You may be wondering, how could you log into the main data store of over 110 million customer records with just a username and password? You’re exactly right. Multiple other security controls could have been present to stop this. Here are just a few

• The use of multi-factor authentication!
• IP Whitelisting of access to the Snowflake portal
• Data shielding to prevent extensive data record access by the account
• Not storing all of this data in a live server - just store it in locked down back ups if it has to be kept at all.

As an executive, what should you do now to protect your organization?

Operate under an “assumed breach” scenario for your snowflake credentials and follow the Snowflake incident updates

This means you need to invoke incident response and perform a few crucial activities

1. Identify any Snowflake accounts that don’t have MFA. This is either user accounts that don’t have MFA or service accounts which wouldn’t work with an MFA requirement
2. For these accounts review all login and activity logs to determine if the accounts had any suspicious behavior indicating they were breached. If so, invoke your data breach protocols.
3. Rotate the passwords for all of your snowflake accounts - whether or not MFA was enabled
4. Enforce MFA for all snowflake accounts
5. Enable IP restrictions to ensure service accounts can only be used from specific IP ranges

Bigger than just Snowflake

As an executive thinking about information systems and security, it’s crucial to have a holistic approach to third party applications. The key tenets of cyber security are important here.

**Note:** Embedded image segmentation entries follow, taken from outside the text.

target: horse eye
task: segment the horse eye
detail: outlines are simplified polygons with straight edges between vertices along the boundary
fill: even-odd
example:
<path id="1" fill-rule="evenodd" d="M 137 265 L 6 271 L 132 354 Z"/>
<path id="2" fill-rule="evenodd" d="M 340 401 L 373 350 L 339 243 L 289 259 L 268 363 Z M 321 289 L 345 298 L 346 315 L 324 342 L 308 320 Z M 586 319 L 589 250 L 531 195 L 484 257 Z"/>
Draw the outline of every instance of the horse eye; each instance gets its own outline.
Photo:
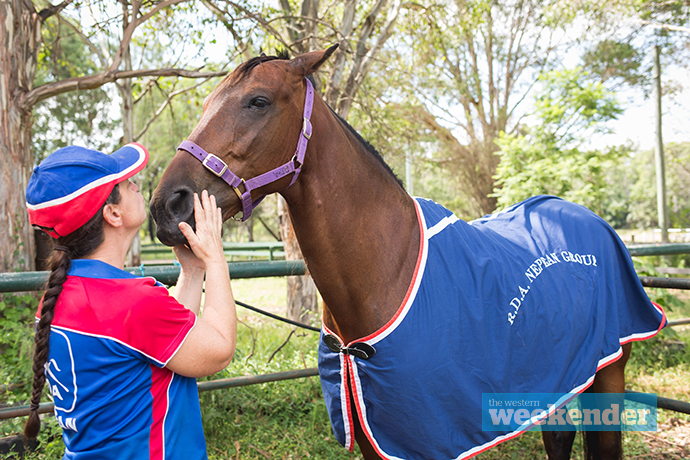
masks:
<path id="1" fill-rule="evenodd" d="M 271 105 L 271 102 L 265 97 L 255 97 L 249 101 L 249 108 L 251 109 L 265 109 Z"/>

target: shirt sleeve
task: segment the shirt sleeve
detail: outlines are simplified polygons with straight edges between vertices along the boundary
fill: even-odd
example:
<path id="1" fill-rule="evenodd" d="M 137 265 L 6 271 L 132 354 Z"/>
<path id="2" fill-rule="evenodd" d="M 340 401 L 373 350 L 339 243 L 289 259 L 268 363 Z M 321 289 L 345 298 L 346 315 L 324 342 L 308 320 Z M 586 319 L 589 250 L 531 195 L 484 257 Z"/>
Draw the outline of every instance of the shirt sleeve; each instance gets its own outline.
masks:
<path id="1" fill-rule="evenodd" d="M 182 346 L 197 317 L 153 279 L 138 280 L 136 301 L 127 314 L 127 342 L 158 367 Z"/>

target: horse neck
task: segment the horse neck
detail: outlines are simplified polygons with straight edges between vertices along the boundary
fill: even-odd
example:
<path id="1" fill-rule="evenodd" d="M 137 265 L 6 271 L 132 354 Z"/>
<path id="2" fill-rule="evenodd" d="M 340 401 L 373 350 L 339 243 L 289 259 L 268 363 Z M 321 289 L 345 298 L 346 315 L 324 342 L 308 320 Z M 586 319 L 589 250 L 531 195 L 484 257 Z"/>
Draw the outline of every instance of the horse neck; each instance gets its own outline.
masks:
<path id="1" fill-rule="evenodd" d="M 283 196 L 324 322 L 347 343 L 397 311 L 417 262 L 419 224 L 396 179 L 318 103 L 302 174 Z"/>

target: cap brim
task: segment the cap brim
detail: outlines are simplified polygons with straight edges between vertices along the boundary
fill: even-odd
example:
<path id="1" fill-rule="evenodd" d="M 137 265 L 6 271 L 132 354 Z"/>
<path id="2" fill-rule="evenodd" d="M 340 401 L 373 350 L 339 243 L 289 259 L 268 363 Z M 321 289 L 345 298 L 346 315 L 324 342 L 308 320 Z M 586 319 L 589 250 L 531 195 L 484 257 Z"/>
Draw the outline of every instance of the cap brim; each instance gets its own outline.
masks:
<path id="1" fill-rule="evenodd" d="M 146 147 L 136 142 L 119 148 L 113 152 L 110 157 L 117 161 L 119 167 L 119 173 L 116 175 L 115 183 L 122 182 L 134 176 L 144 169 L 149 162 L 148 150 L 146 150 Z"/>

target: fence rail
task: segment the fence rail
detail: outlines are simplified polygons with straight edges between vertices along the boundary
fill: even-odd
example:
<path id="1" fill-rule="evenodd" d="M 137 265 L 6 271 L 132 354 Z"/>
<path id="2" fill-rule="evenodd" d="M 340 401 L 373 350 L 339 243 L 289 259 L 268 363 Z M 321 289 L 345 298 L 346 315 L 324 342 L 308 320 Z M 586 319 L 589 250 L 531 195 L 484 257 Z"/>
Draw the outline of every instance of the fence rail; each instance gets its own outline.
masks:
<path id="1" fill-rule="evenodd" d="M 274 244 L 274 249 L 282 248 L 282 243 Z M 255 245 L 254 248 L 259 247 Z M 154 248 L 157 250 L 157 248 Z M 169 251 L 168 248 L 160 248 Z M 251 249 L 251 248 L 250 248 Z M 151 253 L 150 247 L 146 248 Z M 244 249 L 243 249 L 244 250 Z M 628 246 L 630 254 L 633 256 L 653 256 L 653 255 L 674 255 L 690 253 L 690 243 L 674 244 L 645 244 Z M 177 282 L 180 275 L 178 265 L 167 266 L 146 266 L 126 268 L 130 273 L 141 276 L 152 276 L 163 284 L 173 285 Z M 269 260 L 260 262 L 230 262 L 228 270 L 232 278 L 258 278 L 268 276 L 291 276 L 303 275 L 306 273 L 306 265 L 301 260 Z M 41 290 L 48 279 L 48 272 L 23 272 L 23 273 L 0 273 L 0 293 L 2 292 L 23 292 Z M 690 289 L 690 279 L 685 278 L 660 278 L 642 276 L 640 281 L 643 286 L 656 288 Z M 669 322 L 669 326 L 690 324 L 690 319 L 682 319 Z M 272 374 L 253 375 L 244 377 L 234 377 L 229 379 L 211 380 L 199 382 L 199 391 L 210 391 L 221 388 L 232 388 L 257 383 L 274 382 L 280 380 L 313 377 L 318 375 L 317 368 L 299 369 Z M 630 390 L 626 390 L 631 392 Z M 53 411 L 53 403 L 42 403 L 39 406 L 39 413 L 49 413 Z M 690 414 L 690 403 L 676 401 L 673 399 L 657 397 L 657 407 L 676 412 Z M 26 416 L 29 414 L 29 406 L 16 406 L 0 409 L 0 420 L 14 417 Z"/>
<path id="2" fill-rule="evenodd" d="M 142 265 L 127 267 L 126 271 L 141 276 L 152 276 L 166 285 L 177 283 L 179 265 Z M 258 262 L 229 262 L 231 278 L 262 278 L 267 276 L 304 275 L 307 266 L 303 260 L 273 260 Z M 0 292 L 40 291 L 45 288 L 50 272 L 0 273 Z"/>

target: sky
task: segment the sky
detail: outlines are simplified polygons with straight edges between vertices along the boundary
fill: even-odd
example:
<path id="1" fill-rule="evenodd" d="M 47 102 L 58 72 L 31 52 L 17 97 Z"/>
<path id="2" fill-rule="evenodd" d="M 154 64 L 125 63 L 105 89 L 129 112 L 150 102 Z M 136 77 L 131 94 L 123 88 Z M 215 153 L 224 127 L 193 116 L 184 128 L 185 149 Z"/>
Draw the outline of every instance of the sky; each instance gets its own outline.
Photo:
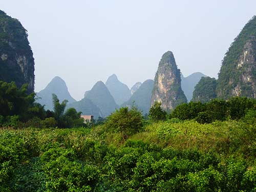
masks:
<path id="1" fill-rule="evenodd" d="M 58 76 L 76 100 L 114 73 L 130 88 L 154 79 L 168 50 L 184 76 L 218 77 L 255 7 L 255 0 L 0 1 L 0 9 L 28 31 L 35 91 Z"/>

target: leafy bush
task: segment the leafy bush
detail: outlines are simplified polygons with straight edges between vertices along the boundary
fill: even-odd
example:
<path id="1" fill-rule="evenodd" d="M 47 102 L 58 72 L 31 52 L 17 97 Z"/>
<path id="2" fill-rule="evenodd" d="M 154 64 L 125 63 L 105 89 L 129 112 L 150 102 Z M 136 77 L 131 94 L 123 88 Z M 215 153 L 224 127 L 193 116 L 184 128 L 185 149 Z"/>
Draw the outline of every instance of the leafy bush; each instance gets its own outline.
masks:
<path id="1" fill-rule="evenodd" d="M 107 117 L 105 126 L 110 130 L 120 132 L 123 135 L 131 135 L 138 132 L 143 126 L 143 116 L 135 107 L 117 110 Z"/>
<path id="2" fill-rule="evenodd" d="M 153 121 L 163 121 L 166 120 L 166 112 L 161 108 L 161 102 L 156 101 L 150 108 L 148 117 Z"/>

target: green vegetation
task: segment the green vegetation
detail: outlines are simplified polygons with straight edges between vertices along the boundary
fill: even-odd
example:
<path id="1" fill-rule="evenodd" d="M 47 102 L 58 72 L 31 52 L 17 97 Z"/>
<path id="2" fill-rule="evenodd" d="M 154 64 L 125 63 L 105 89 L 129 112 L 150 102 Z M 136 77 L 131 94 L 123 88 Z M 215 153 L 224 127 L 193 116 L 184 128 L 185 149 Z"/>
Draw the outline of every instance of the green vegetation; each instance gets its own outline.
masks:
<path id="1" fill-rule="evenodd" d="M 26 93 L 27 88 L 26 84 L 18 89 L 14 82 L 0 81 L 0 126 L 68 128 L 86 125 L 80 118 L 81 113 L 75 109 L 65 112 L 68 100 L 60 103 L 53 94 L 54 110 L 46 111 L 44 106 L 35 102 L 35 93 Z"/>
<path id="2" fill-rule="evenodd" d="M 151 97 L 154 87 L 154 81 L 145 80 L 131 97 L 128 101 L 123 103 L 122 106 L 131 106 L 135 104 L 144 114 L 148 113 L 151 106 Z"/>
<path id="3" fill-rule="evenodd" d="M 239 120 L 249 110 L 256 110 L 256 100 L 246 97 L 233 97 L 227 101 L 215 99 L 210 102 L 190 102 L 178 106 L 170 118 L 181 120 L 195 119 L 201 123 L 216 120 Z"/>
<path id="4" fill-rule="evenodd" d="M 215 78 L 202 77 L 195 87 L 191 101 L 205 103 L 216 98 L 217 85 L 217 82 Z"/>
<path id="5" fill-rule="evenodd" d="M 34 58 L 28 40 L 27 30 L 16 19 L 0 10 L 0 80 L 14 81 L 18 88 L 29 83 L 28 93 L 34 91 Z M 26 63 L 17 58 L 26 59 Z M 20 64 L 24 68 L 22 70 Z"/>
<path id="6" fill-rule="evenodd" d="M 126 141 L 106 125 L 2 130 L 0 190 L 253 191 L 255 116 L 210 124 L 172 119 Z"/>
<path id="7" fill-rule="evenodd" d="M 161 108 L 161 102 L 155 101 L 151 107 L 148 114 L 150 119 L 157 122 L 166 119 L 167 113 Z"/>
<path id="8" fill-rule="evenodd" d="M 184 103 L 167 120 L 156 102 L 149 120 L 135 107 L 121 108 L 106 120 L 90 122 L 92 127 L 48 128 L 79 126 L 80 113 L 65 111 L 67 101 L 60 103 L 53 95 L 54 111 L 42 110 L 41 116 L 35 109 L 42 106 L 25 87 L 1 84 L 1 106 L 9 104 L 0 116 L 1 191 L 256 188 L 255 99 Z M 16 101 L 24 104 L 22 110 Z M 26 115 L 31 111 L 37 113 Z M 16 123 L 25 119 L 20 117 L 32 117 L 24 122 L 30 127 L 20 129 L 23 124 Z"/>
<path id="9" fill-rule="evenodd" d="M 251 97 L 252 85 L 243 83 L 242 75 L 244 73 L 248 73 L 248 70 L 252 70 L 250 75 L 251 76 L 252 81 L 255 82 L 256 74 L 255 69 L 253 70 L 254 64 L 248 66 L 246 61 L 241 68 L 238 68 L 238 65 L 240 61 L 240 57 L 244 58 L 243 51 L 245 51 L 244 49 L 246 42 L 255 37 L 256 17 L 254 16 L 244 26 L 225 54 L 219 74 L 217 88 L 218 97 L 228 99 L 234 95 L 232 91 L 238 84 L 241 87 L 241 96 Z M 249 90 L 248 87 L 250 88 Z"/>

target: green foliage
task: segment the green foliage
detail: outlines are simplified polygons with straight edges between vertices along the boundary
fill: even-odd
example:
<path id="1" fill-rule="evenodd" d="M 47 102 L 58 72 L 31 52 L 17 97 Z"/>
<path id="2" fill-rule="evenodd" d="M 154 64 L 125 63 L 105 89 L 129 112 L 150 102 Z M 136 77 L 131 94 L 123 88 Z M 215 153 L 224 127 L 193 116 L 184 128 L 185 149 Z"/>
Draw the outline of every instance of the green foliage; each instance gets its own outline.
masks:
<path id="1" fill-rule="evenodd" d="M 80 118 L 81 113 L 76 112 L 74 108 L 69 108 L 65 112 L 65 108 L 68 102 L 67 100 L 63 100 L 61 103 L 57 96 L 53 94 L 54 114 L 57 122 L 57 125 L 61 128 L 70 128 L 83 126 L 83 119 Z"/>
<path id="2" fill-rule="evenodd" d="M 193 101 L 178 106 L 170 114 L 172 118 L 181 120 L 196 119 L 201 123 L 215 120 L 240 119 L 250 110 L 256 109 L 256 99 L 246 97 L 233 97 L 225 101 L 212 99 L 202 103 Z"/>
<path id="3" fill-rule="evenodd" d="M 148 117 L 152 121 L 163 121 L 166 119 L 167 113 L 162 109 L 161 104 L 161 102 L 156 101 L 150 108 Z"/>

1. Reduce complexity - avoid having unique login credentials and operate with single sign on wherever possible.
2. FIDO 2 or bust - Multi-factor authentication is a must. There’s just no getting around it. You have to require it everywhere. And while you’re doing this, don’t pick a weak approach that is vulnerable to phishing. The gold standard is FIDOv2 which may know as security keys (such as Yubikey) or passkeys.
3. Organizational policies for cloud service sprawl - Technology will get you most of the way, but only if you know where to apply those technology controls. It’s crucial to have an approach for managing the hundreds of third party services and ensuring that standard processes configure these properly and don’t miss any crucial security configurations.